The python doraemon crawler (Requests module)

# ## 2.requests module
 
- concept: a role is used to simulate a browser initiating a request based on the network module of the request.
 - encoding process:
   - Specifies the URL
   - transmitting the request
   - the fetch response data (data to crawling)
   - persistent storage
     - the installation environment:
     - PIP requests the install

 ** requests: ** 

- GET / POST:
   - URL
   - data / the params: request parameters for the package
   - headers: the UA camouflage
     - What data is dynamically loaded by: another request to request additional data
     - ajax
     - JS
     - how to identify whether there is data dynamically loading pages?
     - local Search
     - global Search
     -The first step to a strange website before crawling to do?
     - Determine whether you want to crawl data is dynamically loaded !!! 
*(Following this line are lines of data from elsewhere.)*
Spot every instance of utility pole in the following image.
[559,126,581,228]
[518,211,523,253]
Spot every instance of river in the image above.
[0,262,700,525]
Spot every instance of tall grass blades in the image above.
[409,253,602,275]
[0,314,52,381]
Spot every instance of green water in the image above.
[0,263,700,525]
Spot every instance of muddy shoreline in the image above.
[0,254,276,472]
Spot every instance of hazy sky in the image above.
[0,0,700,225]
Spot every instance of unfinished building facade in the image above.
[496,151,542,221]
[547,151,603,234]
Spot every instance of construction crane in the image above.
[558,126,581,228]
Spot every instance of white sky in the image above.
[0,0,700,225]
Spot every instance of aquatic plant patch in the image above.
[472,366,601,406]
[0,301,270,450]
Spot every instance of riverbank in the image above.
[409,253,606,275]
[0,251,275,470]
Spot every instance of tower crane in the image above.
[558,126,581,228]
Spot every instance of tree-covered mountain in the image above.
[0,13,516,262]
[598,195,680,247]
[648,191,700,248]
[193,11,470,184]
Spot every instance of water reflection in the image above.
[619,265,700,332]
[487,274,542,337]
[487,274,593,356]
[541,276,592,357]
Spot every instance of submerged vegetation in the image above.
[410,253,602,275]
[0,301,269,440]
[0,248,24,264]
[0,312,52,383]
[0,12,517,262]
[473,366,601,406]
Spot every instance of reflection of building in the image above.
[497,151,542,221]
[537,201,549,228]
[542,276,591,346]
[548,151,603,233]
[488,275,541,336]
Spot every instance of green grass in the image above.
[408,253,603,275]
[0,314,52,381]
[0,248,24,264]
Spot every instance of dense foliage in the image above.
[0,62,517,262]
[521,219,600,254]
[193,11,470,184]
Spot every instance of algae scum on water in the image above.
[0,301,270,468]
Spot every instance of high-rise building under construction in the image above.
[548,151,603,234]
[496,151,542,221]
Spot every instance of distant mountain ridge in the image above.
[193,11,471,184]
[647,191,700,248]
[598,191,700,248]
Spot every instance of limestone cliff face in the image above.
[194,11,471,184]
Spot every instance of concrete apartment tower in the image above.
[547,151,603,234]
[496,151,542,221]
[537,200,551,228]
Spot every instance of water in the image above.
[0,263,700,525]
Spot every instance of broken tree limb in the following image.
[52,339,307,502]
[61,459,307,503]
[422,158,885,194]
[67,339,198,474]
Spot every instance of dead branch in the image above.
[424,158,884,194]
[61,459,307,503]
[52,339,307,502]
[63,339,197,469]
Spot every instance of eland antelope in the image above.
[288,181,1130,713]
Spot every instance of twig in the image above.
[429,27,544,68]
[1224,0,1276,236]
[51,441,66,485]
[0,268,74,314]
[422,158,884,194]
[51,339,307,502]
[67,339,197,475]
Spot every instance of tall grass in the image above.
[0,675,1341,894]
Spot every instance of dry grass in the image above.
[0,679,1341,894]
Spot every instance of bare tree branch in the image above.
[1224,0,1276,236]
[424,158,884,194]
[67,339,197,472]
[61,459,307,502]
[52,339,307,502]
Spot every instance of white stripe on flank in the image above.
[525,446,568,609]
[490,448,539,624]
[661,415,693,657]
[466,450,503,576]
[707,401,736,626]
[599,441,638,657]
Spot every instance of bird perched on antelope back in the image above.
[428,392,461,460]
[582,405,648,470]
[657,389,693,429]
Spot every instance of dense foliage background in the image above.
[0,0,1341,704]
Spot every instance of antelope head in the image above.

# ### 2.1 Chinese garbage problem 

`` `Python 
# solve the Chinese garbled 
wd = input ( ' Enter Key a: ' ) 
URL = ' https://www.sogou.com/web ' 
# stored is dynamic request parameter 
params = {
     ' Query ' : WD 
} 
# necessarily be applied to the request params 
# params parameter indicates the package request url parameter 
response = requests.get (url = url, params = params) 

# manually modify the response data encoded !!!!!!!!! 
response.encoding = ' UTF-. 8 ' 

page_text= Response.text 
fileName = WD + ' .html ' 
with Open (fileName, ' W ' , encoding = ' UTF-. 8 ' ) AS FP: 
    fp.write (page_text) 
Print (WD, ' download successful! ' ) 
` 

# ### anti-climb 2.2 UA and UA camouflage mechanism 

`` `Python 
# problem: most sites will request verification, if not the browser to initiate a request, the server will be denied access 


# to solve the Chinese garbled & UA camouflage 
wd = INPUT ( ' Enter Key a: ' ) 
URL = ' https://www.sogou.com/web ' 
# stored is the dynamic parameters of the request
the params = {
     ' Query ' : WD 
} 

# is about to initiate a request corresponding to the header information 
headers = {
     ' the User-- Agent ' : ' the Mozilla / 5.0 (the Windows NT 10.0; Win64; x64-) AppleWebKit / 537.36 (KHTML, like the Gecko) the Chrome / Safari 76.0.3809.100 / 537.36 ' 
} 

# necessarily be applied to the request params 
# params parameter indicates the package is to request url parameter 
# headers parameter is used to disguise achieve UA 
response = requests.get (url = url, params = the params, headers = headers) 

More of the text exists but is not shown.